Ravel, Maurice / Thomas Stapf (Bearb.)

Boléro

für sinfonisches Orchester, Partitur und Stimmenheft

Rubrik: Noten
Verlag/Label: Musikverlag Andrea Wiegand, Tutzing 2008
erschienen in: üben & musizieren 2/2009 , Seite 63

Der Musikverlag Andrea Wiegand hat sich darauf spezialisiert, für Laienorchester spielbare Bearbeitungen bekannter Werke der Orchesterliteratur herauszugeben. Die Bearbeitungen sollen dabei formal so nahe wie möglich am Original bleiben und auch dessen Klangeindruck vermitteln. Kann dies auch mit dem klangfarblich äußerst differenziert komponierten Boléro von Maurice Ravel gelingen?
Thomas Stapfs Aufgabe ist zunächst die Reduktion der umfangreichen Besetzung.

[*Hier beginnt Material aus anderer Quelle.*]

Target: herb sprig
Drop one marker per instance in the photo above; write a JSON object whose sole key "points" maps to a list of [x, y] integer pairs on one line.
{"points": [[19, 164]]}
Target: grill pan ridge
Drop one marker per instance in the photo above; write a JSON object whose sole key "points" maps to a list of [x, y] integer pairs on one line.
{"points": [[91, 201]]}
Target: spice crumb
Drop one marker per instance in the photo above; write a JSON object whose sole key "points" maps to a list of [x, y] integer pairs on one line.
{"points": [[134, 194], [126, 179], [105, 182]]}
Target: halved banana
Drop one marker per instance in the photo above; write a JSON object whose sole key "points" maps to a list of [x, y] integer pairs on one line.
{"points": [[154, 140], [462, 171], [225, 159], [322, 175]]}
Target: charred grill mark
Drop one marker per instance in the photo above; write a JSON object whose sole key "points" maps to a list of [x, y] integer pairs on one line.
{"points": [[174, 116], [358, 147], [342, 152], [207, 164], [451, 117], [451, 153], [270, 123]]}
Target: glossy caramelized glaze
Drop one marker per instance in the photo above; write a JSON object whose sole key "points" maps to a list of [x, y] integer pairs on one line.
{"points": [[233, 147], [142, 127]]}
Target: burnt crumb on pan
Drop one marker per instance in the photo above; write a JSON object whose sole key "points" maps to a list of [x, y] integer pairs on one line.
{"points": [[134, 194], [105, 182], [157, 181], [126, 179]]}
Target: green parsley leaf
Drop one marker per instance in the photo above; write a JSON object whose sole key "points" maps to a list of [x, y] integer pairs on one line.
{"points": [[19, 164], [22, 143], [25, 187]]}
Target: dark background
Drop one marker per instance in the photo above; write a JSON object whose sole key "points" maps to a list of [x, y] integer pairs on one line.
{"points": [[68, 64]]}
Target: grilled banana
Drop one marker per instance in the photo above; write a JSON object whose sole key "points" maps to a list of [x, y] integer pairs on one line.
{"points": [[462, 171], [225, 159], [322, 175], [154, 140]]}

Welches Schülerorchester besitzt eine Oboe d’amore oder eine hohe Klarinette? Mitunter fehlt auch ein Fagott oder Horn, und ein Sopranino-Saxofon wird trotz vieler Bläserklassen auch nicht leicht zu beschaffen sein. Verzichtet werden muss auch auf Celesta und Harfe, die aber durch Glockenspiel und Klavier ersetzt werden können.
Stapf löst das Problem der Instrumentenvielfalt, indem er nur vier variabel zu besetzende Holzbläser- und Blechbläserparts vorsieht, die durch die Hauptinstrumente der jeweiligen Gruppen besetzt werden können. Durch diese notwendigen Beschränkungen wird das 340 Takte umfassende Original auf 196 Takte gekürzt, was eine Art Schnelldurchlauf ergibt. Die Spieldauer liegt bei ca. neun Minuten.
Weitere gravierende Eingriffe in die Substanz der Komposition sind nicht notwendig, da die Themen spieltechnisch – gute Bläser und Cellisten vorausgesetzt – zu bewältigen sind. Nur bei der Klangfülle müssen noch Abstriche gemacht werden. Die Streicherparts werden nicht geteilt. Die 2. Violine ist stark vereinfacht und verstärkt die Hälfte der Zeit die Harmonik mit allerdings ermüdenden Tonrepetitionen im Bolero-Rhythmus. Vielleicht hätte der Bearbeiter durch alternative Versionen (im Stimmheft) einigen Stellen mehr Klangfülle verleihen und die Anforderungen an die Streicher etwas vergrößern können, denn man vermisst eine Entsprechung zum fülligen Streicherklang ab Ziffer 13 des Originals.
Der Boléro ist ein anspruchsvolles Werk, an dem ein Orchester lange zu arbeiten hat, aber auch wachsen kann. Ohne absolute rhythmische Stabilität und ein Höchstmaß an Konzentration – nicht nur den Spieler der kleinen Trommel betreffend! – kann er nicht gelingen. Besonders bei der Verdopplung und Parallelführung verschiedener Bläserstimmen kommt noch intensive Arbeit an der Intonation hinzu.
Hilfreich sind die genau bezeichneten Stimmen, die aus dem Stimmheft heraus in beliebiger Zahl kopiert werden dürfen. Praktisch wären noch Zusatzstimmen in C für die hohen Blechbläser und eine Saxofonstimme. Hervorzuheben ist das ausgezeichnete Druckbild von Partitur und Stimmheft.
Da die Wirkung des Boléros entschieden von den Instrumentalfarben abhängt, wirkt die Bearbeitung doch etwas rudimentär. Sie kann aber gute Dienste leisten, wenn man z. B. eine praktische Instrumentenkunde durchführen möchte.